In our continued exploration of the PCIe Transaction Layer, we must address how the system handles competing types of data. Unlike legacy shared buses where data is generally handled strictly on a first-come, first-served basis, PCIe was designed from its inception to support time-sensitive transactions. For applications like streaming audio or video, data delivery must be timely in order to be useful.

Here is a look at how PCIe utilizes Traffic Classes and Virtual Channels to guarantee bandwidth for critical data.

The Problem of Time-Sensitive Data

To illustrate why prioritization is necessary, imagine a system where a video camera and a legacy SCSI storage device both need to send data to system RAM at the exact same time.

  • The Camera (Time-Critical): The video camera data is highly time-sensitive. If the PCIe transmission path cannot keep up with the required bandwidth, frames will get dropped and the captured video will appear choppy. The system must guarantee a minimum bandwidth for this stream.
  • The SCSI Device (Non-Time-Critical): Conversely, the SCSI storage data must be delivered flawlessly without errors, but the exact amount of time it takes to arrive is not critically important.

Clearly, when both a video data packet and a SCSI storage packet are waiting to be sent, the system must recognize the difference and give the video traffic a higher priority. The ability of the PCIe architecture to assign these different priorities and route packets through the topology with deterministic latencies and guaranteed bandwidth is referred to as Quality of Service (QoS).

How QoS Works: TCs and VCs

PCIe accomplishes QoS through a seamless partnership between system software and physical hardware buffers. It relies on four core elements:

1. Traffic Classes (TC) Before a packet is ever transmitted, software assigns it a specific priority level by setting a 3-bit field within the packet’s header called the Traffic Class (TC). As a general rule, assigning a higher-numbered TC to a packet gives it a higher priority within the PCIe fabric.

2. Virtual Channels (VC) While the TC is just a software label, the Virtual Channel (VC) is a physical reality. PCIe hardware ports are built with multiple independent transmit and receive buffers called Virtual Channels. When a packet enters the Transaction Layer, the hardware looks at its TC label and places the packet into the appropriate VC buffer.

3. VC and Port Arbitration Because a single port now has multiple VC buffers that might all contain packets waiting to transmit at the same time, the hardware utilizes arbitration logic to decide which VC gets to go next.
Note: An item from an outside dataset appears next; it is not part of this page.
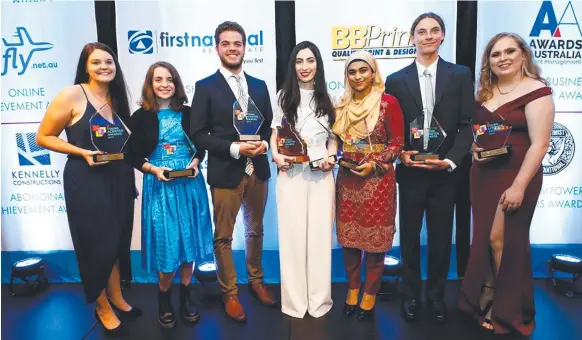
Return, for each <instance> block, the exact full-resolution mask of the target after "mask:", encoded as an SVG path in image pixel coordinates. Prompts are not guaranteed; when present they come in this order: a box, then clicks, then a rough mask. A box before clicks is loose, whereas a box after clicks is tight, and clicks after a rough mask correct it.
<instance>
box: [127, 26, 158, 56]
mask: <svg viewBox="0 0 582 340" xmlns="http://www.w3.org/2000/svg"><path fill="white" fill-rule="evenodd" d="M127 40H128V41H129V53H131V54H153V53H154V34H153V32H152V31H128V32H127Z"/></svg>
By heavily favoring the VC buffer holding the highest TC packets, time-sensitive data is seamlessly pushed to the front of the line. Furthermore, PCIe Switches must utilize “Port Arbitration” to decide between competing input ports that are all trying to route data into the exact same output port.

4. Relaxed Transaction Ordering This QoS system fundamentally alters how strict transaction ordering works in the system. To prevent deadlocks, packets inside a single VC buffer generally must flow through in the exact order in which they arrived. However, because packets with different TCs can be mapped into completely separate VCs, the system natively understands that packets with different TCs have no ordering relationship to one another. This deliberate separation is what physically allows a high-priority video packet to bypass a massive queue of lower-priority data packets within the switch fabric.